In the beveled mirror over Don’s dining table, mine is an ex-wife’s face. Broomstick hair crackles around hollow, harried eyes that look like a beaten dog’s. I could lick or bite without warning.
My reflection regards the divorce papers Don’s lawyers drafted to rob me of the house we bought with Don’s coin and my sweat. “You’re lucky I’m giving you anything after your nervous breakdown,” says Don.
Did he always stare at me like that? Were his hands always so tense, ready to fend me off in case I fly screaming in his face?
When you’re released from the asylum, you expect to pick up the life you left. But it isn’t like that. The life you left is gone. No one remembers who you are, least of all you.
I scratch my signature. I’m tired of being Don’s mad wife.
When it’s done, I climb the carpeted staircase to the nursery. Ashley snores in her crib. Joshua clutches a dinosaur pillow as he drowses – but no, he’s only pretending to sleep.
“When are you coming home, mama?” he asks.

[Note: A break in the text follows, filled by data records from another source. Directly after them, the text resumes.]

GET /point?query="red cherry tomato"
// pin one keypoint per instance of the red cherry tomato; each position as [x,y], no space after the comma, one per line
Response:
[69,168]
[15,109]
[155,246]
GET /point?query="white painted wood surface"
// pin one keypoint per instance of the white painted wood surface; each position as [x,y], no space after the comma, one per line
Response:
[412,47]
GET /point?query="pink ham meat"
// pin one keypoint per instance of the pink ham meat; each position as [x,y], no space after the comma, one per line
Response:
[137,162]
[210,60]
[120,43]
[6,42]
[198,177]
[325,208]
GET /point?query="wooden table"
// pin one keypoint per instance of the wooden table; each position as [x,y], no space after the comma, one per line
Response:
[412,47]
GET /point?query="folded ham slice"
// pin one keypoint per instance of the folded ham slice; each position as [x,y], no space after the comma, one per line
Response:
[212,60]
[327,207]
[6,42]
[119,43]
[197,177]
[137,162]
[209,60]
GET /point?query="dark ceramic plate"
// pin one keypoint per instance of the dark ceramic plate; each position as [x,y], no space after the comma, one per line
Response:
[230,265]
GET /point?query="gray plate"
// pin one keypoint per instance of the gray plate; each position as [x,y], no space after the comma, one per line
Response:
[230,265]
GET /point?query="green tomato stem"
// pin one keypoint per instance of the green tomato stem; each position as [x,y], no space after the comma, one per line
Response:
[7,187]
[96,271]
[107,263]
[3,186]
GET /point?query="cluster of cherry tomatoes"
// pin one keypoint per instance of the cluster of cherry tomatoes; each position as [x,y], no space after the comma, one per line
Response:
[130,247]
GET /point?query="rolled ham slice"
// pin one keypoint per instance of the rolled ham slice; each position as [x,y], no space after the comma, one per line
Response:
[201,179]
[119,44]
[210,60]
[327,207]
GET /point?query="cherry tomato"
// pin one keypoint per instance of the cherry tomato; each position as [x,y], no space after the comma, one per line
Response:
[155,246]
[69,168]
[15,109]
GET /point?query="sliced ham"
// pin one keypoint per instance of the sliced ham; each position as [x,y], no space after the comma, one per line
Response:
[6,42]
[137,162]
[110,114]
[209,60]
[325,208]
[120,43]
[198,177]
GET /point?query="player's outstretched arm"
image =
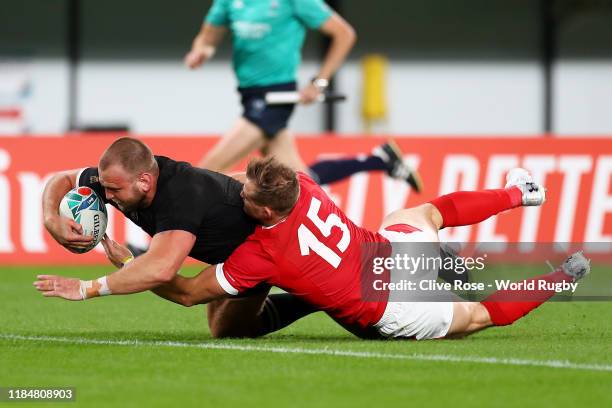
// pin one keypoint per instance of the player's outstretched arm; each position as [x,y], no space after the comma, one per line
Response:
[199,289]
[159,265]
[204,45]
[64,230]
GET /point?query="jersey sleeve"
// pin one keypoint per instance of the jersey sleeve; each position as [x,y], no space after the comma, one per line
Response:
[313,13]
[218,13]
[247,267]
[88,177]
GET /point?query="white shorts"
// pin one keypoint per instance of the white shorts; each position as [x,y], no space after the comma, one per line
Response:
[419,320]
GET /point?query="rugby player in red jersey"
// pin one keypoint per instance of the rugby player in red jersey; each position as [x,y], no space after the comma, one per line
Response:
[307,246]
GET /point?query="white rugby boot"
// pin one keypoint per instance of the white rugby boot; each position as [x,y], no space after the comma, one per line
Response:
[397,168]
[533,193]
[576,265]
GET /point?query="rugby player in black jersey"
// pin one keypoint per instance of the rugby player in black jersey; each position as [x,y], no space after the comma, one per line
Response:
[188,212]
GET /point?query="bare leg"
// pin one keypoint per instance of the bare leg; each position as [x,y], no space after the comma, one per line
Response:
[284,149]
[425,217]
[236,317]
[243,138]
[468,318]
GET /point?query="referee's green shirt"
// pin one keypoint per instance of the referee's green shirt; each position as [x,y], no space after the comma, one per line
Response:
[267,36]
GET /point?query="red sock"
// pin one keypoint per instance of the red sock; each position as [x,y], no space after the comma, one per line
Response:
[504,307]
[472,207]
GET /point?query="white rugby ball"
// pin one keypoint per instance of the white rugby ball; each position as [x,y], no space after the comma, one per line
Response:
[83,205]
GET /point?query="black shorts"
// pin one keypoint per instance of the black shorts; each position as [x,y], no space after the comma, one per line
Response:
[270,119]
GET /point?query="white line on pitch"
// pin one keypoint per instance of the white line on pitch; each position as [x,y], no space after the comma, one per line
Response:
[315,351]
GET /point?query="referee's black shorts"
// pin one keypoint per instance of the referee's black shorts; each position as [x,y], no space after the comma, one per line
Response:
[270,119]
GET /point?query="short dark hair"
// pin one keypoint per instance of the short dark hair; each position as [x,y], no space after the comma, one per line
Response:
[276,184]
[131,154]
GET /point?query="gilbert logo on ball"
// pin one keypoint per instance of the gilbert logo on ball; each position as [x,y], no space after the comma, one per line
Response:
[83,205]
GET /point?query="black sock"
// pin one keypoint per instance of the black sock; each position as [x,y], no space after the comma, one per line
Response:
[328,171]
[282,309]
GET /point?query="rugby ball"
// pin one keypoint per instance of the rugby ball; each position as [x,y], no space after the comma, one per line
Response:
[83,205]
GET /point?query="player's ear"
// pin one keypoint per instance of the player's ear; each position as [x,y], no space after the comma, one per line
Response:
[145,182]
[268,213]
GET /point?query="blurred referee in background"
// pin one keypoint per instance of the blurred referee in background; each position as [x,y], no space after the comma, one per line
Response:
[268,36]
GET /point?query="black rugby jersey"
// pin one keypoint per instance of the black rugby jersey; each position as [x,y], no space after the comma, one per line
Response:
[202,202]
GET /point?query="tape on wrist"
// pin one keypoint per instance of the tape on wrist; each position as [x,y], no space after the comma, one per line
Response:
[104,290]
[91,289]
[127,260]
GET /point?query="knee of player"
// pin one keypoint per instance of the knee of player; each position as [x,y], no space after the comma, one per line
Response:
[478,315]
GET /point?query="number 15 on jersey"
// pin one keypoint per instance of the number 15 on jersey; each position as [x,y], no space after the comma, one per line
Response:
[308,240]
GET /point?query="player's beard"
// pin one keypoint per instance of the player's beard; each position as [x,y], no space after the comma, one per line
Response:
[135,203]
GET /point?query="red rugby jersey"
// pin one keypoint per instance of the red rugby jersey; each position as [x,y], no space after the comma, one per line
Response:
[316,253]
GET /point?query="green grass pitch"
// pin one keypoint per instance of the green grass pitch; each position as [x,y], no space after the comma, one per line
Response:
[143,351]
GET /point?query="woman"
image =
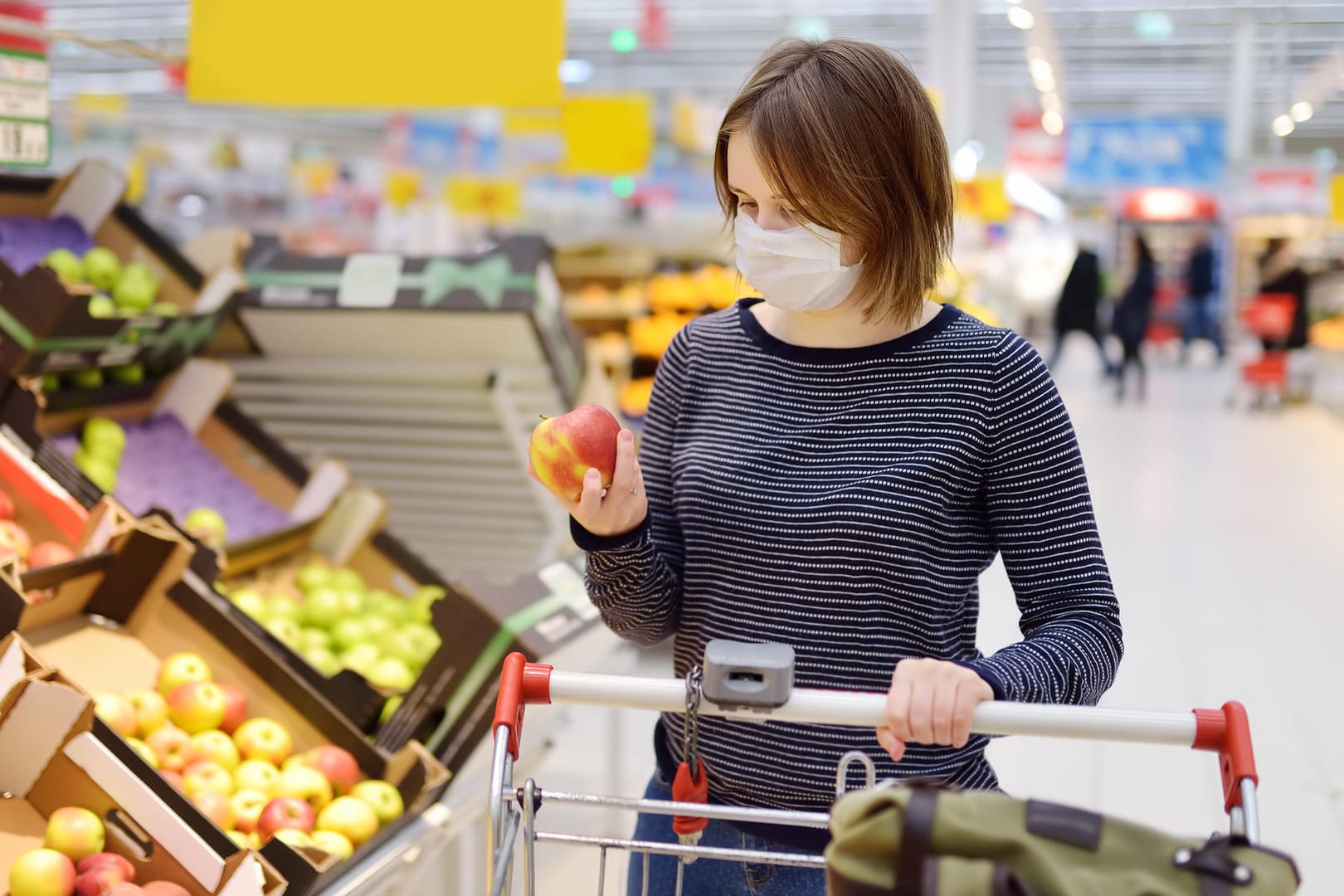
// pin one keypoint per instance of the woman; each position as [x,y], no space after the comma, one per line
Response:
[1133,316]
[834,466]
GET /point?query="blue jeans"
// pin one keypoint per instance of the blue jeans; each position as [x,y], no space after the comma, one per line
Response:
[711,874]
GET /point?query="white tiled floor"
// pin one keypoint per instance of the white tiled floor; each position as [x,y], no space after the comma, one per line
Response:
[1226,538]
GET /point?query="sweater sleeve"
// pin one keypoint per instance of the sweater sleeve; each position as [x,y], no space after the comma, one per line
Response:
[1042,520]
[635,579]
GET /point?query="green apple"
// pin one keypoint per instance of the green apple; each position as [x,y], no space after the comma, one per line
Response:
[286,631]
[102,436]
[207,525]
[348,633]
[281,606]
[392,607]
[348,579]
[101,306]
[251,602]
[314,575]
[128,373]
[90,377]
[323,607]
[314,638]
[66,265]
[102,268]
[392,674]
[323,660]
[360,659]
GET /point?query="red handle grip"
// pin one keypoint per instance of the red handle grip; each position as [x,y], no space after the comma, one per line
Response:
[522,683]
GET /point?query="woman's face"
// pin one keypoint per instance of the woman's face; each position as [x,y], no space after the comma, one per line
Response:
[757,201]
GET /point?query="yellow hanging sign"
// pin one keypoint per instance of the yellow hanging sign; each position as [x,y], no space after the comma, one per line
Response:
[608,134]
[401,54]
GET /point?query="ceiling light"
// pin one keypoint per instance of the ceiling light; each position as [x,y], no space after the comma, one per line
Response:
[1019,17]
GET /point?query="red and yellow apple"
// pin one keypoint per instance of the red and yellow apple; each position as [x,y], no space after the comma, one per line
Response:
[236,709]
[285,811]
[212,746]
[351,818]
[562,449]
[264,739]
[206,777]
[42,872]
[197,705]
[336,765]
[117,712]
[179,670]
[171,746]
[151,711]
[74,832]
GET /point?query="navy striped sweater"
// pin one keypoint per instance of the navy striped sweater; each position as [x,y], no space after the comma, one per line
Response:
[845,501]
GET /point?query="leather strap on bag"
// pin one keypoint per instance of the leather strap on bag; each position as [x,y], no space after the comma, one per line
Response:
[916,841]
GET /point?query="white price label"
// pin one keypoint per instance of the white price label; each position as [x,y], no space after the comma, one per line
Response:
[24,143]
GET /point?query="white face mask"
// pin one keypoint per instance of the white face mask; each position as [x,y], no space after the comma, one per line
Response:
[796,269]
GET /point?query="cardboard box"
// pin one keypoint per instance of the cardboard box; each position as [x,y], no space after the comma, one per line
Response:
[234,465]
[499,305]
[58,754]
[47,327]
[121,613]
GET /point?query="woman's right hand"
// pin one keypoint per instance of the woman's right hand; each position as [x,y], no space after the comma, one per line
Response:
[616,509]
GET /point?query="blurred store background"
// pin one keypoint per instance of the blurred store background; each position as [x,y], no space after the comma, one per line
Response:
[446,218]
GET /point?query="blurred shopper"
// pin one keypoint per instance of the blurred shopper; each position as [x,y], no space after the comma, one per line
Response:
[1079,304]
[834,466]
[1283,275]
[1202,297]
[1133,314]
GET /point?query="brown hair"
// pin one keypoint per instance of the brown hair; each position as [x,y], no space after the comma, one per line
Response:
[849,139]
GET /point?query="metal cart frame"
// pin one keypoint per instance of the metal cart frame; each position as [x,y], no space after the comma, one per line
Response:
[513,811]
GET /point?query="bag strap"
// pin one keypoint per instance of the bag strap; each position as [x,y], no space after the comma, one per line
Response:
[916,841]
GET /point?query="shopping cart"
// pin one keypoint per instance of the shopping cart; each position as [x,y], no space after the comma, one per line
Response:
[1268,317]
[513,811]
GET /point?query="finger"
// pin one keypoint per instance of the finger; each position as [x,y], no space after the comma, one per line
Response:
[590,503]
[894,746]
[898,707]
[921,712]
[626,470]
[944,711]
[968,698]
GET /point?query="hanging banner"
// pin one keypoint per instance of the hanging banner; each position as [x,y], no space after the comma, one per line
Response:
[401,54]
[608,136]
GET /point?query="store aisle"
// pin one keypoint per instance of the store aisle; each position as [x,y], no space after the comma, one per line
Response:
[1224,533]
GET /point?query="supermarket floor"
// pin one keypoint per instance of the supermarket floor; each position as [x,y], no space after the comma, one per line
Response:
[1224,531]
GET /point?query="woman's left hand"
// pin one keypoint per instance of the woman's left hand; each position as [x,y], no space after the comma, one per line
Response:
[930,703]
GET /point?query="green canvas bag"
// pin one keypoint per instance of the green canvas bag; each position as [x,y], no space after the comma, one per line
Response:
[921,841]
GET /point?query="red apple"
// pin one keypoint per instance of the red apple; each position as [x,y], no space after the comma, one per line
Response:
[264,739]
[236,709]
[206,776]
[197,705]
[351,818]
[563,448]
[49,553]
[285,811]
[74,832]
[164,889]
[216,806]
[117,712]
[42,872]
[247,806]
[173,746]
[335,765]
[14,540]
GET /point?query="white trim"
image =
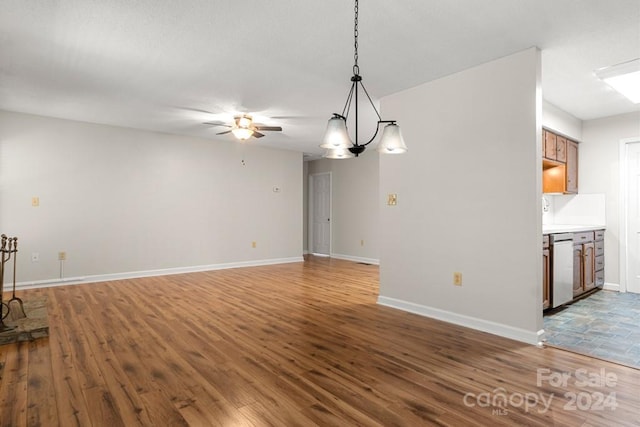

I raise my finger to shush him, but Ashley wakes up, fanning her fingers for a hug.
In the mirror propped on the toy box, my mommy face reads a bedtime story. Brown crayon circles sketch curls around a cookie dough face. My mouth is for kisses, my arms for hugs, my fingers for fixing dinner, my eyes for watch me do this, mommy! Every part of me is for something, but not for myself.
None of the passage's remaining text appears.